O relacionamento entre os dois, entretanto, teria não dado certo. Carlos e a irmã de Fernanda começaram a se desentender e ela pela separação, voltando a morar com a mãe e a irmã mais nova. Foi nessa época que ela entrou com uma medida protetiva contra o ex-companheiro, alegando estar sendo ameaçada por Carlos.

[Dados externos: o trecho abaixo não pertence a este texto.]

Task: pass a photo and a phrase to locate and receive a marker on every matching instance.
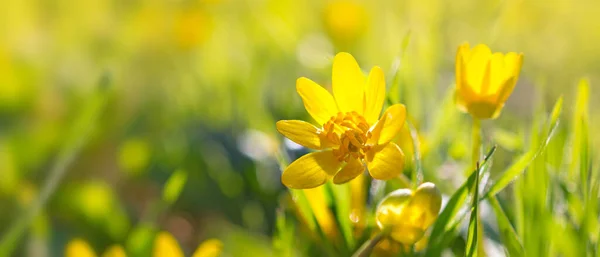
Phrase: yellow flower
(79, 248)
(209, 248)
(165, 245)
(408, 214)
(345, 21)
(349, 132)
(484, 81)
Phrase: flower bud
(408, 214)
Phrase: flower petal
(462, 54)
(310, 170)
(513, 63)
(317, 100)
(301, 132)
(476, 65)
(387, 163)
(374, 95)
(348, 83)
(389, 125)
(353, 168)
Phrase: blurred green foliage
(119, 119)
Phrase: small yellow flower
(79, 248)
(165, 245)
(209, 248)
(349, 132)
(114, 251)
(408, 214)
(345, 21)
(484, 81)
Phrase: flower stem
(476, 139)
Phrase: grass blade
(472, 237)
(446, 219)
(508, 234)
(515, 170)
(79, 134)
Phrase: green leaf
(417, 174)
(517, 168)
(580, 154)
(341, 194)
(174, 186)
(472, 238)
(443, 227)
(509, 236)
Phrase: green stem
(476, 140)
(476, 148)
(79, 135)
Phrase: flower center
(349, 133)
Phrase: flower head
(350, 133)
(485, 80)
(408, 214)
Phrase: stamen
(349, 134)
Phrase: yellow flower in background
(165, 245)
(209, 248)
(79, 248)
(485, 80)
(349, 132)
(408, 214)
(345, 21)
(115, 251)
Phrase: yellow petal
(513, 63)
(374, 95)
(209, 248)
(387, 163)
(461, 55)
(348, 83)
(353, 168)
(79, 248)
(301, 132)
(115, 251)
(389, 125)
(476, 65)
(310, 170)
(318, 102)
(495, 75)
(165, 245)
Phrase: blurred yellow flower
(485, 80)
(192, 27)
(350, 134)
(79, 248)
(165, 245)
(115, 251)
(345, 21)
(408, 214)
(209, 248)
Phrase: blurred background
(119, 118)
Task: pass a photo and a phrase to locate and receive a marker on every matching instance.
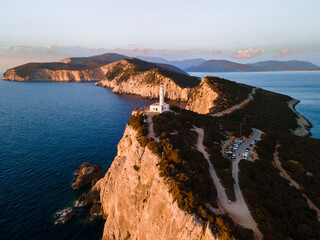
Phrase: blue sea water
(48, 129)
(302, 85)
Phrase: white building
(161, 106)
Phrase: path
(237, 210)
(293, 182)
(235, 107)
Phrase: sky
(242, 31)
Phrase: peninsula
(226, 173)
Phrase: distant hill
(138, 77)
(95, 60)
(72, 69)
(283, 65)
(183, 64)
(221, 66)
(228, 66)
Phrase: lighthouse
(161, 106)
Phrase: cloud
(248, 53)
(213, 51)
(287, 51)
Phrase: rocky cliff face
(123, 77)
(136, 201)
(41, 74)
(202, 98)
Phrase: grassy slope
(280, 210)
(150, 70)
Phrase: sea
(302, 85)
(48, 129)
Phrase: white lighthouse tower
(161, 106)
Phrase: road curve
(235, 107)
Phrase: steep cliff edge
(215, 94)
(57, 75)
(83, 69)
(136, 201)
(134, 76)
(202, 98)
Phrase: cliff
(136, 201)
(133, 76)
(228, 66)
(202, 98)
(215, 95)
(59, 75)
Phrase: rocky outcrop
(136, 201)
(43, 74)
(202, 98)
(86, 174)
(64, 216)
(125, 77)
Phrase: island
(235, 163)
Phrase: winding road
(235, 107)
(237, 210)
(293, 182)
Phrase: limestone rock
(42, 74)
(123, 77)
(64, 216)
(136, 201)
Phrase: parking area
(241, 148)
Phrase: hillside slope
(221, 66)
(83, 69)
(134, 76)
(215, 94)
(228, 66)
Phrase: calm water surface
(304, 86)
(46, 131)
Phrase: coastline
(304, 124)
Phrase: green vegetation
(229, 93)
(300, 158)
(29, 68)
(185, 169)
(280, 210)
(149, 71)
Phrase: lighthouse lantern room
(161, 106)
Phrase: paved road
(293, 182)
(235, 107)
(242, 148)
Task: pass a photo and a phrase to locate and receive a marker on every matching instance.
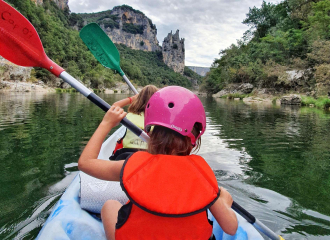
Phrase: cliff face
(174, 52)
(200, 70)
(125, 25)
(10, 71)
(62, 4)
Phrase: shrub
(132, 28)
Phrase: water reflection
(274, 160)
(285, 161)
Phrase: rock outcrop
(244, 88)
(128, 26)
(174, 52)
(10, 71)
(291, 99)
(62, 4)
(200, 70)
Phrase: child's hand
(112, 118)
(134, 97)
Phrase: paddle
(103, 49)
(107, 54)
(20, 44)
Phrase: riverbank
(322, 102)
(39, 86)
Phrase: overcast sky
(207, 26)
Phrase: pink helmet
(176, 108)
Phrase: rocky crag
(174, 52)
(127, 26)
(62, 4)
(200, 70)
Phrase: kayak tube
(68, 221)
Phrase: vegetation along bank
(286, 50)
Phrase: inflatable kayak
(75, 215)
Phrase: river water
(274, 160)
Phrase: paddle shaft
(255, 222)
(101, 104)
(130, 84)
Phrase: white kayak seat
(95, 192)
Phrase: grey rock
(292, 99)
(245, 88)
(174, 52)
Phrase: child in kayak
(169, 189)
(136, 115)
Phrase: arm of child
(222, 212)
(124, 102)
(88, 162)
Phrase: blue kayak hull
(69, 222)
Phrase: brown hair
(139, 104)
(168, 142)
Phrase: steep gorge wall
(62, 4)
(174, 52)
(126, 26)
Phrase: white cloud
(208, 26)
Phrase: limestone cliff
(174, 52)
(62, 4)
(10, 71)
(128, 26)
(200, 70)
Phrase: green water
(274, 160)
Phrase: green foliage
(322, 102)
(104, 18)
(128, 8)
(148, 68)
(290, 34)
(64, 46)
(132, 28)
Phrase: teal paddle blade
(101, 46)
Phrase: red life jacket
(169, 197)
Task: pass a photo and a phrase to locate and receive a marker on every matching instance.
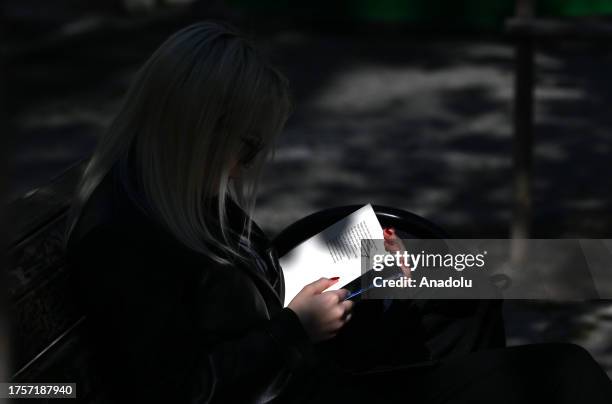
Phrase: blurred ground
(422, 124)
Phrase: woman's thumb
(320, 285)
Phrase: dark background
(400, 103)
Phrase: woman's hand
(322, 314)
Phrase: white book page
(336, 251)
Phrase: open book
(336, 251)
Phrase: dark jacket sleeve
(165, 338)
(256, 367)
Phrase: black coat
(169, 324)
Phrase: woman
(183, 291)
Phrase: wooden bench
(45, 321)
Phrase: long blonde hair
(187, 117)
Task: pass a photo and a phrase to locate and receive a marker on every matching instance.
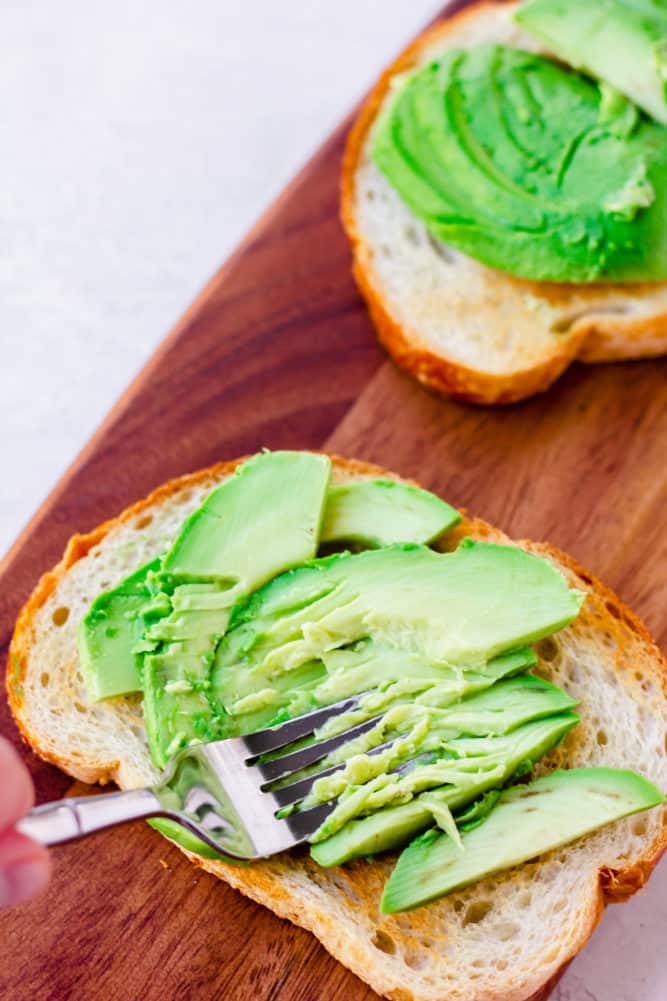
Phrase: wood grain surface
(278, 351)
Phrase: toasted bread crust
(597, 336)
(266, 882)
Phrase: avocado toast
(539, 914)
(472, 319)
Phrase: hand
(24, 865)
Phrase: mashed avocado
(529, 167)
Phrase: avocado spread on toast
(533, 168)
(241, 625)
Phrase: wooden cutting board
(278, 351)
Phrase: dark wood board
(278, 351)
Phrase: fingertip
(25, 870)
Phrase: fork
(223, 792)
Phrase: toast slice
(461, 327)
(506, 938)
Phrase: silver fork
(219, 792)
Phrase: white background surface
(139, 141)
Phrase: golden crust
(598, 336)
(265, 882)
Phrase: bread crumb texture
(502, 938)
(458, 325)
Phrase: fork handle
(66, 820)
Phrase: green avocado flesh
(623, 42)
(263, 519)
(528, 166)
(458, 610)
(108, 635)
(370, 513)
(526, 822)
(239, 626)
(378, 513)
(511, 757)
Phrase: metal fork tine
(273, 738)
(287, 764)
(302, 825)
(297, 791)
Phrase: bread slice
(505, 938)
(459, 326)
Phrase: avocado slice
(526, 822)
(369, 514)
(429, 745)
(108, 634)
(459, 610)
(479, 773)
(257, 524)
(375, 513)
(623, 42)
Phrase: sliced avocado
(257, 524)
(429, 745)
(377, 513)
(107, 637)
(393, 827)
(459, 610)
(526, 822)
(623, 42)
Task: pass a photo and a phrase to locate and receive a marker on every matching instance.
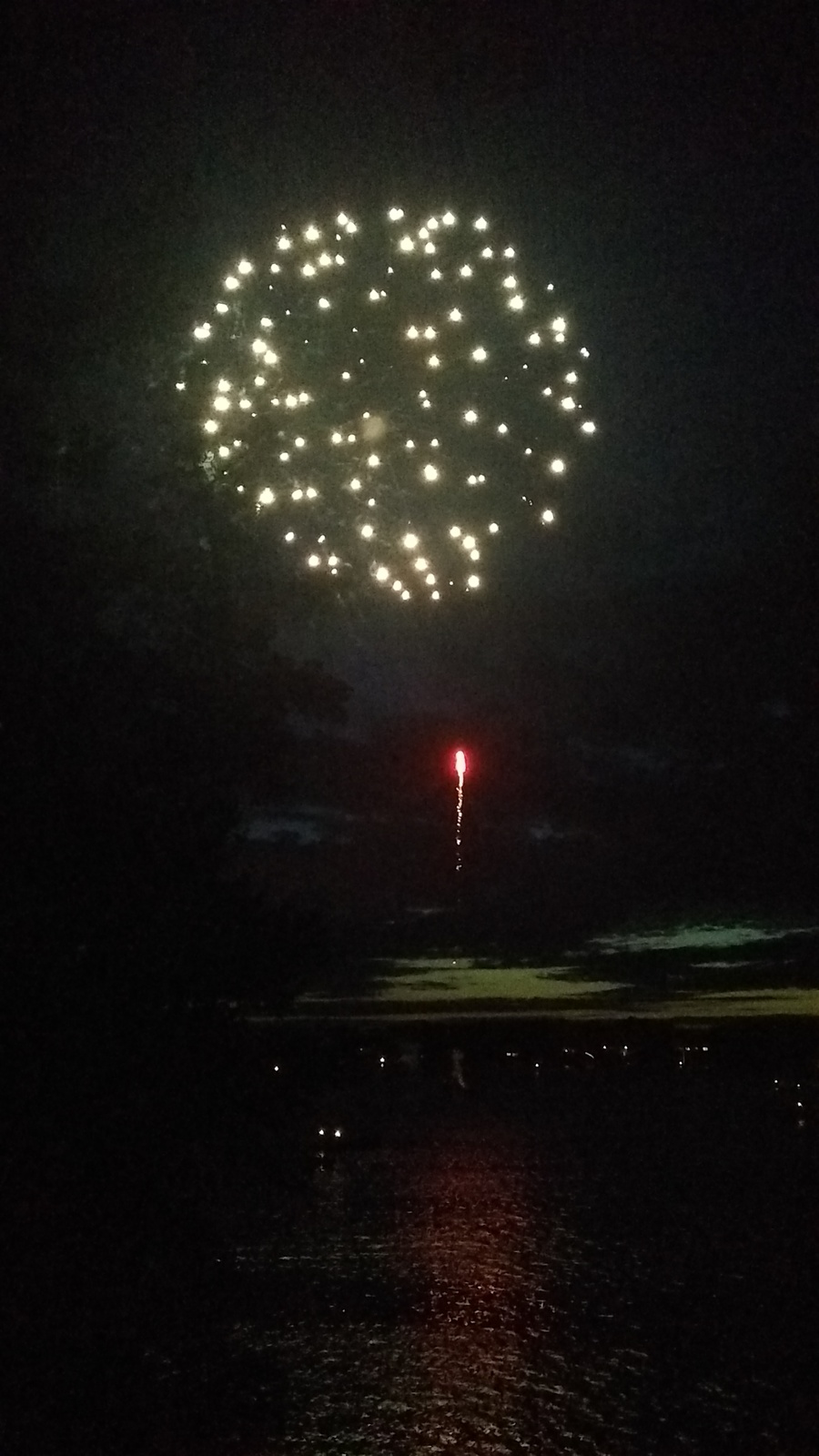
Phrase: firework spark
(395, 393)
(460, 774)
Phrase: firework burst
(395, 393)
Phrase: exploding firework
(395, 393)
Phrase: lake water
(552, 1259)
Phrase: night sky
(661, 167)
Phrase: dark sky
(662, 167)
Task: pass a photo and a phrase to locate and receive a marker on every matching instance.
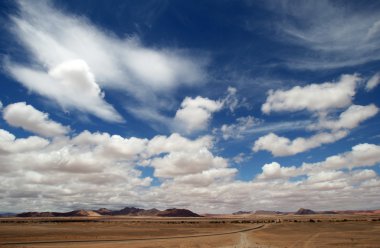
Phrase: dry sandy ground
(180, 233)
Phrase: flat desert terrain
(243, 231)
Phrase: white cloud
(349, 39)
(27, 117)
(71, 84)
(274, 171)
(313, 97)
(185, 163)
(349, 119)
(373, 82)
(320, 100)
(282, 146)
(89, 168)
(361, 155)
(195, 113)
(207, 177)
(146, 74)
(9, 144)
(238, 130)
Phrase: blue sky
(215, 106)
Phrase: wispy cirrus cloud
(27, 117)
(57, 38)
(335, 34)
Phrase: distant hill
(174, 212)
(266, 212)
(128, 211)
(75, 213)
(132, 211)
(304, 211)
(242, 212)
(7, 214)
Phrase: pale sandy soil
(144, 233)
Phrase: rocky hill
(174, 212)
(129, 211)
(304, 211)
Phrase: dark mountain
(129, 211)
(103, 211)
(242, 212)
(267, 212)
(6, 214)
(174, 212)
(303, 211)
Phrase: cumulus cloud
(81, 171)
(63, 83)
(361, 155)
(195, 113)
(242, 126)
(282, 146)
(373, 82)
(56, 39)
(313, 97)
(27, 117)
(88, 165)
(274, 171)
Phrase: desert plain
(336, 230)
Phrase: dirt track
(244, 241)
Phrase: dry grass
(323, 231)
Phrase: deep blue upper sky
(241, 95)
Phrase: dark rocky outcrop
(304, 211)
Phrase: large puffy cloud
(313, 97)
(96, 169)
(92, 168)
(282, 146)
(195, 113)
(321, 100)
(361, 155)
(27, 117)
(55, 40)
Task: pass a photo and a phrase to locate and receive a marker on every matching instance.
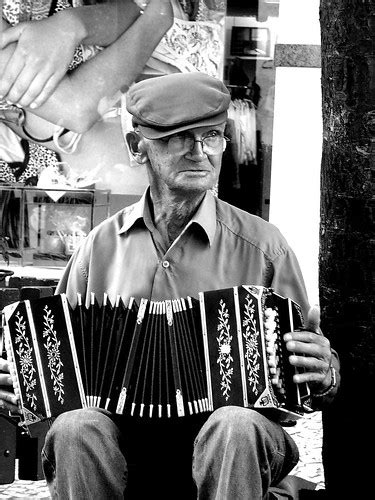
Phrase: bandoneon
(155, 359)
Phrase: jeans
(236, 454)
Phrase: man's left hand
(311, 352)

“Desde março deste ano, há essa [medida] protetiva e o Carlos não poderia se aproximar nem da irmã da Fernanda e nem de nenhum outro familiar dela, não poderia frequentar a casa dela ou manter algum tipo de contato com a família. Acontece que ele vinha, reiteradamente, descumprindo essa ordem.”

O delegado conta que a irmã de Fernanda apresentou vídeos onde o carro de Carlos aparece próximo à residência da família e o próprio Carlos na porta da casa delas, querendo falar com ela, mesmo com a medida em vigor. “Ele continuava ameaçando a irmã da Fernanda, tanto que a última ameaça foi na véspera do falecimento da Fernanda“, conta. “Ele disse que se a medida protetiva não fosse retirada, ele não iria registrar o filho como sendo dele“.

“Em razão desses relacionamentos amorosos turbulentos – união estável com uma, aí começa a namorar com a mãe, abandona a mãe para ficar com a filha – tanto a mãe quanto a filha relataram que, ao longo desses sete anos de relacionamento, sempre houve ameaças dele contra elas. E, também, em razão dela [ a irmã] não retirar a medida protetiva e não querer mais contato com o Carlos, a gente entende que haveria esse ciúme por parte dele e, também, esse sentimento de vingança.”

A partir daí, a hipótese da polícia é que Carlos teria se aproveitado do fato de que Fernanda estaria sozinha em casa no dia do crime e cometido o assassinato.

Perícia e investigação

O delegado Castro explicou que, agora, diante das suspeitas levantadas e dos depoimentos coletados até o momento, a polícia aguarda o resultado da perícia para avançar na investigação. No mesmo dia em que Carlos foi preso preventivamente, o delegado determinou a apreensão do carro e do celular do suspeito.

Um dos objetivos da perícia é determinar o paradeiro da arma do crime, que ainda não foi localizada. Além disso, a polícia deve analisar e investigar a veracidade do depoimento de outras pessoas, como o ex-namorado de Fernanda, que ainda não tiveram a suspeita totalmente descartada.

O que diz o ex-padrasto?

Segundo o delegado, em seu depoimento, Carlos negou que tenha cometido o crime ou ameaçado a irmã de Fernanda e sua família. A redação do O Diário segue tentando contato com a defesa dele e a matéria segue aberta para sua eventual manifestação.

Relembre o caso

Fernanda Tiemi, de 16 anos e mãe de uma menina de 1 ano e três meses, foi encontrada morta em sua própria casa no Parque São Martinho, em Mogi das Cruzes. A mãe da vítima foi quem teria descoberto o corpo da jovem, que apresentava ferimentos no pescoço.